The Popular Party realized that it was necessary not to push things to the extreme and that only by wanting to engage in ugly irony could one possibly think of forming a ministry of pacification, which began by declaring war on a not negligible part of the Parliament, not to mention the vast majority of the country. Since the Leftist ministry has been liquidated and the Nittian social-collaborationist attempt has been dismissed, it is time to recognize that these words of "Left" and "Right" no longer have any concrete meaning, or at least have a very different meaning than the pre-war one.

Perhaps some might want to say that the Right is reactionary and the Left is revolutionary? Nothing could be more absurd. Fascism, which sits on the Right—although in fact we could be placed at the top of the Centre—is reactionary towards Socialism, which, even if it sits on the Left, is today typically bourgeois, one might even say conservative and reactionary.

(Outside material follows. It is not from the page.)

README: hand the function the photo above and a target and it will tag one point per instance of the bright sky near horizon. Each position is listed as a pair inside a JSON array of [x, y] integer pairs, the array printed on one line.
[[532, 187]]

But Fascism, which sits on the Right, and is reactionary towards Socialism, is on the other hand revolutionary towards liberalism and the Liberal State, since Fascism wants to reduce the State to its necessary functions, wants to revive its hierarchies and at the same time denies the methods of liberal government.

Does this mean that the bourgeoisie is on the Right and the proletariat on the Left? Let's set aside for a moment the fact that the terms "bourgeoisie" and "proletariat" do not correspond to any concrete social reality; the fact is that the real bourgeois—namely those who are bourgeois in their habits, in their temperament, and with their wallets—all stand among the democracies, including those of the extreme Left. Is it not significant, for example, that yesterday Max Bondi and Luzzatto both belonged to social democracy, i.e. to reformist socialism? After that small episode of human history known as the World War, the old mental and political positions have been altered and overturned. It is not a paradox today to say that revolutionaries can be on the Right and reactionaries can be on the Left.

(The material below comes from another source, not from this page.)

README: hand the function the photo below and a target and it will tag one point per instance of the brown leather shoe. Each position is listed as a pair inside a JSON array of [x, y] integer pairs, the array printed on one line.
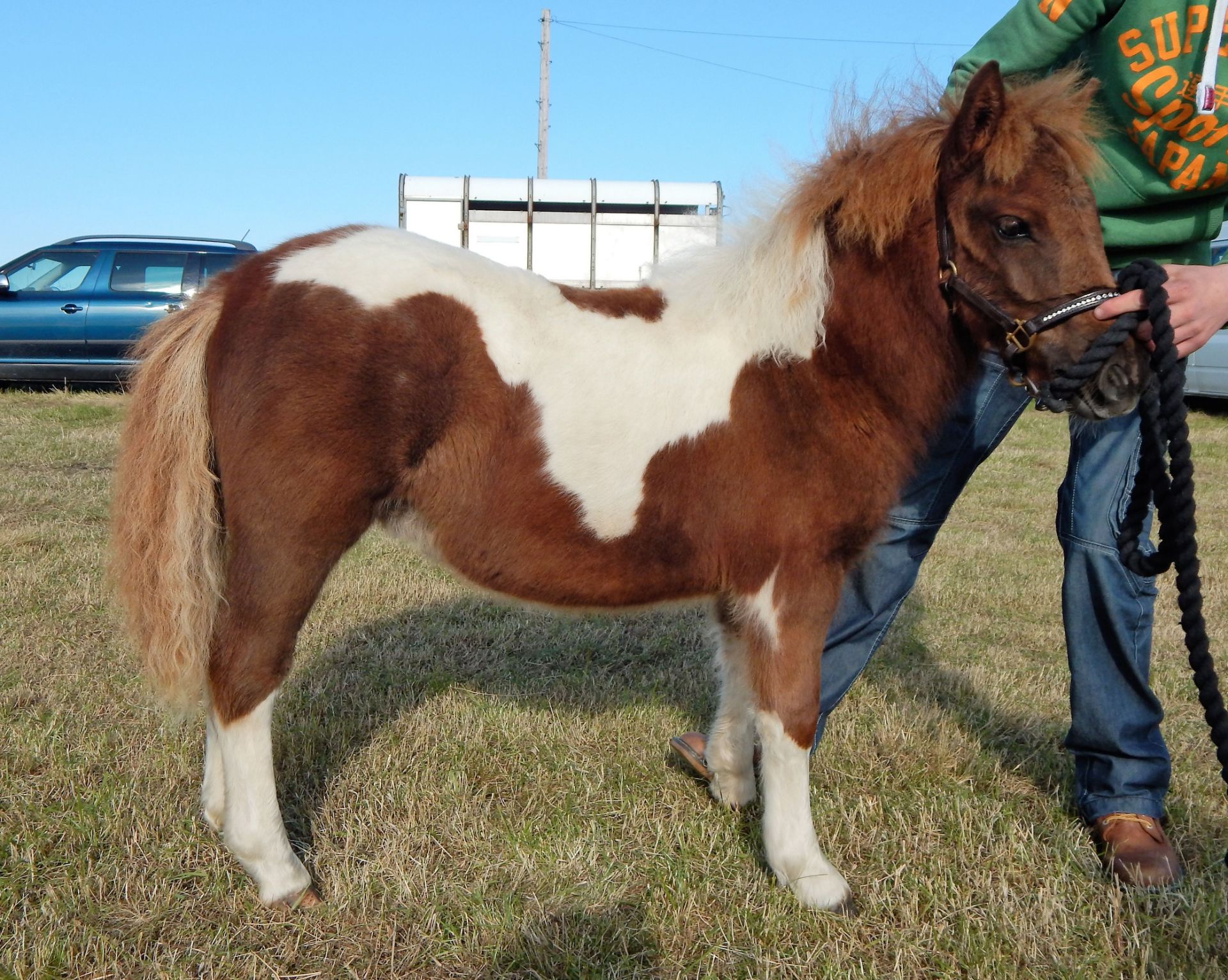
[[1135, 851], [691, 747]]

In short, these words do not have a fixed and immutable meaning: they have variables and are conditioned by the circumstances of time, place and spirit. We Fascists completely ignore these empty terms and above all despise those who are terrified by these words. These frightened fools abound especially in Parliament. That's why no ministry has been formed yet. That's why, almost certainly, there will be no government.